20 November 2015
Learning a foreign language can be an important part of moving to a new country, but it is not always a requirement for obtaining a visa. However, anyone applying for a UK settlement de facto, fiancée or marriage visa as the spouse or partner of a British citizen or permanent resident is required to prove their English language proficiency before coming to the UK. Two British women, Saiqa Bibi and Saffana Ali, recently challenged the language requirement in a case that was held before the Supreme Court. Both women are married to foreign nationals who do not speak English and who face substantial difficulties in meeting the requirement. The case centred on the claim that by requiring immigrants to pass the English language test before entering the country, the UK family immigration regulations were in breach of article eight of the European convention on human rights, which upholds the right to a private and family life. The women claimed that their families were being kept apart because it was not feasible for their husbands to pass the test before coming to the UK.
The Court disagreed, upholding the decisions made in several similar cases in the past. It ruled that the language requirement was not unreasonable, disproportionate or discriminatory, and therefore was not in breach of the human rights act. However, there are still families being kept apart by difficulties meeting this requirement for the UK partner or spouse visa, and the Court did suggest that the regulations might need to be adjusted in the future to enable exemptions to be granted in individual cases. The language requirement is intended to make it easier for new immigrants to settle in the UK. Being able to speak some English can be useful for practical reasons, from everyday exchanges in the shops to dealing with schools and doctors or applying for a job. Understanding the local language and culture can also reduce the social and emotional strain of moving to a new country. As well as helping new residents to settle in, the language requirements for the UK settlement marriage visa are also intended to relieve the pressure on public services caused by language barriers and to enhance community cohesion by helping new immigrants to connect to the people around them.

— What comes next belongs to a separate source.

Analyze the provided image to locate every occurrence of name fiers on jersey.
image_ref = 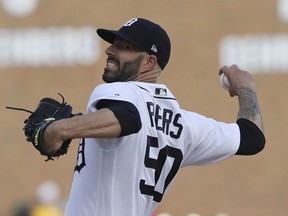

The pre-entry English language requirement has only been in place since November 2010. Before then, spouses and partner of UK citizens and residents were able to apply for a UK settlement visa that would enable them to live in the country for two years before being asked for proof of English language ability. Being able to study English in the UK made it easier for families to make the move. The current regulations can leave families or married couples living apart. Some applicants are exempt from the language requirements for family immigration: under 18s, over 65s, or those with chronic mental or physical conditions. Exceptions can also be made on a case by case basis, so if the UK Visas and Immigration (UKVI) entry clearance officer believes that it would be impossible for the applicant to meet the requirement, a UK marriage visa may still be granted in order to enable the family to live together. However, this only happens in exceptional cases.
Learning the English language in order to meet the UK immigration requirements is not always easy for foreign partners and spouses. In order to do so, visa applicants must not only learn the language, but also prove their knowledge of English by passing a test at an approved centre. Finding a centre locally is not always easy, and passing the test can require more than just knowledge of English. For someone who has no formal education or who is not used to computers, simply coping with the testing procedure can be difficult. These are the kinds of problems faced by Bibi’s husband in Pakistan and Ali’s husband in Yemen. The Supreme Court has suggested it will be open to hearing further submissions on the Ali and Bibi case. One avenue that may be explored is whether the pre-entry language requirement might be incompatible with article eight, but only in cases where it is impractical for the applicant to meet it. If this argument is made and accepted by the Court, the family immigration rules could be changed to enable more exceptions to be granted in individual cases.